男の言う代わり映えのない毎日とは、刺激のない当たり前の日々に飽きているようにも聞こえる。事実飽きているのだろう。うんざりだと言葉でも表情でも解りやすいくらいに表していた。

「…何が、言いたいんですか」

笑いをこらえた表情で、足立は肩を竦めた。

「テレビ画面越しっ…とでも言うのかなぁ」

テレビ画面。
そう、彼等は本来なら、春にとってはテレビ画面越しの存在でなくてはならないのだ。薄い画面越しに映るデータ上の存在。
足立にとっては、日常事態がゲームと変わらず、人の人生はテレビのように面白おかしく滑稽に映るのだろう。

「…テレビ?」

くすっと足立が笑った。その顔が余りにも自嘲気味で、思わず躯が強(こわ)ばった。

「…繰り返される日常は、幾つかの物語を機転としている」

物語には必ず始まりと終わりがあって
絶えず始話と終話を牽引している
エピソード事態の起伏は変わらず チュートリアル的内容は避けるすべがない
何度避けようと試みても 最終的な内容に変化は起きることがない

「流石に頭がおかしくなるよ」

最初からおかしいでしょ とは、今の春には言えなかった。
彼はこの町に越してきて、すぐではないにしろ犯罪を犯した。理由は簡単。自分の憧れだったアナウンサーが不倫を働いたことが許せなかったのだ。確か名前ばヤマノアナ゙。報道陣から逃れるようにこの街にたまたま避難してきたところを、これまたたまたま足立が警護の任についた。
そうして生まれた悲劇は、テレビの中に突き落とされて迎える死。
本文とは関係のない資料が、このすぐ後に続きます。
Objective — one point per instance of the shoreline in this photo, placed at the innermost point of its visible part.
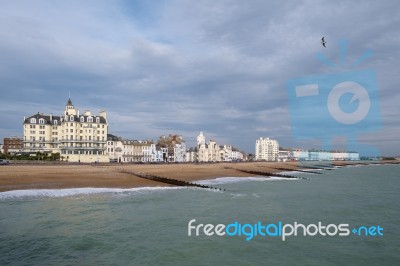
(68, 176)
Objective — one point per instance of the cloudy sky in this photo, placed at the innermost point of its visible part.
(161, 67)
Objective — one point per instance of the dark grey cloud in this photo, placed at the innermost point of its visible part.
(189, 66)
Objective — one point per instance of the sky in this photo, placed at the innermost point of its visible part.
(181, 67)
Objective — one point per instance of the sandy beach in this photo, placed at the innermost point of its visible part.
(57, 176)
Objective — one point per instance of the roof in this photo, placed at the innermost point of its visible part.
(49, 119)
(69, 102)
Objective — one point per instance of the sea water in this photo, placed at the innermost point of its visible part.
(149, 226)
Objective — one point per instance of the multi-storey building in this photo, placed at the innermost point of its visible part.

正直笑ってしまうかもしれないが、テレビに突き落とされた人間が、現実世界で迎える死はアンテナに引っかかり、逆さまで死ぬという悲惨でシュールな死に様だ。
足立もテレビ初登場時、テレビに落とした女がそんな格好で死んでいたのを目撃して吐いている。初犯が意図的なものではなかったにしろ、物語が進につれてそれを面白がっていたのは事実だ。
しかし、足立の話を聴く限りで、春は一つの答えを見いだしていた。ひょっとしたら、いや、もしかしたら。そんな曖昧な答えなものだから、もう少し決定的な証拠がほしいと拳を握る。
男が深く息を吸う。つられるように息を吐いた。
もしかして
もしかしたら

ここは、この世界は…

「笑える話、もう十何年も2011年を繰り返してる」


周回…コースだと!!


「君は、僕を馬鹿だと思うかい」

くしゃりと、音を立てて顔が歪んだ。